An autopsy series from Malmö, Sweden, with nearly 24 000 patients found a 1% cumulative incidence of PVT. ¹⁵ Secondary hepatobiliary malignancy, cirrhosis, primary hepatobiliary malignancy, abdominal infections or inflammatory conditions, and myeloproliferative disorders were the major etiologies of PVT in descending order of frequency and collectively accounted for 86% of PVT cases. No cases of PVT associated with CS were reported in the Swedish autopsy series, and PubMed searches linking the terms “Cushing’s syndrome,” “hypercortisolemia,” “hypercortisolism,” “cortisol,” and “portal vein thrombosis” yielded only the single French language case report from Tunisia previously noted. There appear to be at least 2 key reasons why CS is less likely to cause thrombosis in the portal venous circulation than the lower extremity venous circulation: (1) hypercortisolemia does not cause the thrombophilia states—factor V Leiden mutation, protein C deficiency, protein S deficiency, antithrombin deficiency, and antiphospholipid antibodies—that are most commonly associated with PVT ¹⁶ and (2) blood flow rate through the portal venous circulation measured by duplex ultrasonography (DUS) ¹⁷ is 2- to 20-fold higher than DUS measured lower extremity venous blood flow depending on the vein evaluated. ¹⁸

Perioperative thromboprophylaxis appears to reduce the risk of postoperative VTE for CS patients, though relatively little is published on the topic and there are no clear recommendations regarding the type or duration of anticoagulation. Boscaro and colleagues ¹³ compared the rate of VTE in 75 patients who did not receive postoperative anticoagulation (group 1) to 232 patients who received unfractionated heparin for at least 2 weeks followed by warfarin for at least 4 months (group 2). VTE rate was reduced from 20% in group 1 to 6% in group 2, and survival analysis demonstrated a significantly lower rate of morbidity and mortality from thromboembolic events in group 2. Recently, Barbot and colleagues ¹⁹ compared 2 groups of Cushing’s disease patients undergoing TSS; group A received fractionated heparin from postoperative day 1 to discharge or a total of 14 days plus glucocorticoid replacement, and group B was managed with 30 days of fractionated heparin, compression stockings, early ambulation, and omission of glucocorticoids. There were no VTE events in group B compared to 3 in group A, though the difference was not quite statistically significant. The hypercoagulable state of CS may persist well beyond the time that cortisol levels return to normal. Markers of hemostasis and fibrinolysis failed to change significantly after 80 days in a group of patients with Cushing’s disease managed medically to biochemical remission of hypercortisolemia as indicated by normalization of 24-hour urine-free cortisol. ²⁰ Though PVT was our patient’s initial thromboembolic event, she was managed with a 6-month course of warfarin due to occurrence of VTE in the setting of CS.
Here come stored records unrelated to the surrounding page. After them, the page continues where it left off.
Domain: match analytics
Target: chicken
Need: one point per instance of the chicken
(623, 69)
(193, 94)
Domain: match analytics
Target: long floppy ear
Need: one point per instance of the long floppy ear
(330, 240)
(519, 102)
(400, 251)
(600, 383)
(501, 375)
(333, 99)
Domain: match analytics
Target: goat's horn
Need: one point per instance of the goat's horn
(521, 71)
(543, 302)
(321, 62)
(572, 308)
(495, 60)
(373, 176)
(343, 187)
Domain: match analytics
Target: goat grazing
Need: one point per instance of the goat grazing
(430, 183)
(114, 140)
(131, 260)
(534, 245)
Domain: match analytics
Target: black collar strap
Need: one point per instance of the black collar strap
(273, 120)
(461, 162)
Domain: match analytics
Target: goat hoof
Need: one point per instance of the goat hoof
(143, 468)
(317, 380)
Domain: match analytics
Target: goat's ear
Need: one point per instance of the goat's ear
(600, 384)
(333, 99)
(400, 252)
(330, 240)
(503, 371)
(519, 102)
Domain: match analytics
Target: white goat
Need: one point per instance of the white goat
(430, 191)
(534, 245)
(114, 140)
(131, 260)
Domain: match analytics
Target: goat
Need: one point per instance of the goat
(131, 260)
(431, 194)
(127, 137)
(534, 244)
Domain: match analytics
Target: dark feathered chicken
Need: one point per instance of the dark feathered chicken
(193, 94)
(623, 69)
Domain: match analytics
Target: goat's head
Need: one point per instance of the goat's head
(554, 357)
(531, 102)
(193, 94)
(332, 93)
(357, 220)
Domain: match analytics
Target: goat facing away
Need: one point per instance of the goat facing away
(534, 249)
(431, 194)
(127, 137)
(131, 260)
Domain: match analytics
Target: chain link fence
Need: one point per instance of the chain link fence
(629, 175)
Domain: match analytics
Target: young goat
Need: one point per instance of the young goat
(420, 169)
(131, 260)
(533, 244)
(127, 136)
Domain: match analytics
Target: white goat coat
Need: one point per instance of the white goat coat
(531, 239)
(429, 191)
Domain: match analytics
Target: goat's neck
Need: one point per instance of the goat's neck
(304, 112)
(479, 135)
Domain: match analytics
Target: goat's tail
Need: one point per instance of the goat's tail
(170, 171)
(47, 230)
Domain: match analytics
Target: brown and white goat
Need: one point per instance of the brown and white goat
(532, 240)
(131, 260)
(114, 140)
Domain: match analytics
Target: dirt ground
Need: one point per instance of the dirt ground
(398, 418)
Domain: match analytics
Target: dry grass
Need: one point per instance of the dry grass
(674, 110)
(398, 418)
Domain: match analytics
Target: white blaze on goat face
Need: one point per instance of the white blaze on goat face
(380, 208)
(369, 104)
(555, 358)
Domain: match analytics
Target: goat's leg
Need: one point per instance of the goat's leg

Elevated serum cortisol induces changes in hemostatic and fibrinolytic pathways that create a prothombotic state, and this manifests clinically as increased risks of spontaneous and postoperative VTE. Lower extremity DVT and PE account for the significant majority of thrombotic events in CS patients. We present a case of CS due to an adrenal adenoma as the etiology of PVT, a rare clinical event that mostly occurs as a complication of cirrhosis or hepatobiliary malignancy. This appears to be only the second reported case of PVT complicating CS and the first in the English language peer-reviewed literature. The patient responded well to initial treatment with unfractionated heparin and antimicrobial therapy followed by laparoscopic adrenalectomy and a 6-month course of warfarin. Prolonged anticoagulation for patients with CS and VTE appears advisable given potential persistence of a hypercoagulable state beyond initial resolution of hypercortisolemia. Though lower extremity DVT and PE are the most likely complications of hypercoagulability in CS, this case illustrates that CS also has the potential to cause PVT.